A Nice Gesture by Jeroen Arendsen

Various personal interests and public info, gesture, signs, language, social robotics, healthcare, innovation, music, publications, etc.

Category: Sign Language Synthesis

In Love with SiSi

A wonderful bit of news has been hitting the headlines:

BBC News: Technique links words to signing: Technology that translates spoken or written words into British Sign Language (BSL) has been developed by researchers at IBM. The system, called SiSi (Say It Sign It) was created by a group of students in the UK. SiSi will enable deaf people to have simultaneous sign language interpretations of meetings and presentations. It uses speech recognition to animate a digital character or avatar.
IBM says its technology will allow for interpretation in situations where a human interpreter is not available. It could also be used to provide automatic signing for television, radio and telephone calls.

Read the full story at IBM: IBM Research Demonstrates Innovative ‘Speech to Sign Language’ Translation System


Demo or scripted scenario?

Serendipity. Just this week a man called Thomas Stone inquired whether he could get access to the signing avatars of the eSign project. I passed him on to Inge Zwitserlood. She first passed him on to the eSign coordinator at Hamburg University, which was a dead end. Finally, he was pointed to the University of East Anglia, to John Glauert. And who is the man behind the sign synthesis in SiSi?

From the press release from IBM:

John Glauert, Professor of Computing Sciences, UEA, said: “SiSi is an exciting application of UEA’s avatar signing technology that promises to give deaf people access to sign language services in many new circumstances.”
This project is an example of IBM’s collaboration with non-commercial organisations on worthy social and business projects. The signing avatars and the award-winning technology for animating sign language from a special gesture notation were developed by the University of East Anglia and the database of signs was developed by RNID (Royal National Institute for Deaf People).

Well done professor Glauert, thank you for keeping the dream alive.

Now for some criticism: the technology is not very advanced yet. It is not at a level where I think it is wise to make promises about useful applications. The signing is not very natural and I think much still needs to be done to achieve of basic level of acceptability for users. But it is good to see that the RNID is on board, although they choose their words of praise carefully.
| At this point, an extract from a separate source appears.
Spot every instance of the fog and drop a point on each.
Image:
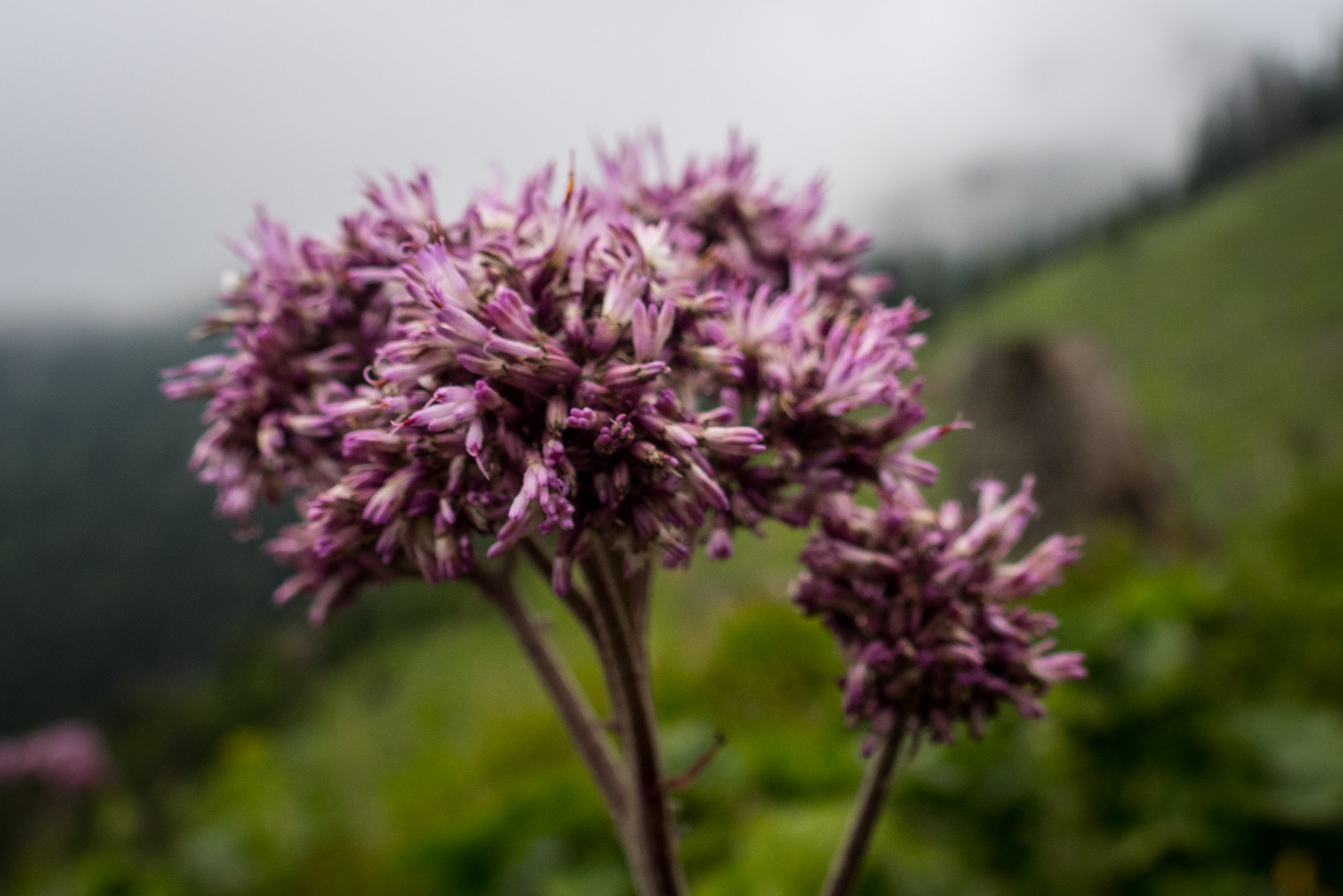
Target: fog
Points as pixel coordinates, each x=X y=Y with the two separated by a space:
x=134 y=137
It is amazing how a nice technology story gets so much media attention so quickly. Essentially these students have just linked a speech recognition module to a sign synthesis module. The inherent problems with machine translation (between any two languages) is not even discussed. And speech recognition only works under very limited conditions and produces limited results.

IBM says: “This type of solution has the potential in the future to enable a person giving a presentation in business or education to have a digital character projected behind them signing what they are saying. This would complement the existing provision, allowing for situations where a sign language interpreter is not available in person”.

First, speech recognition is incredibly poor in a live event like a business presentation (just think of interruptions, sentences being rephrased, all the gesturing that is linked to the speech, etc.) and second, the idea that it will be (almost) as good as an interpreter is ludicrous for at least the next 50 years. The suggestion alone will probably be enough to put off some Deaf people. They might (rightly?) see it as a way for hearing people to try to avoid the costs of good interpreters.

I think the media just fell in love at first sight with the signing avatar and the promises it makes. I also love SiSi, but as I would like to say to her and to all the avatars I’ve loved before: My love is not unconditional. If you hear what I say, will you show me a sign?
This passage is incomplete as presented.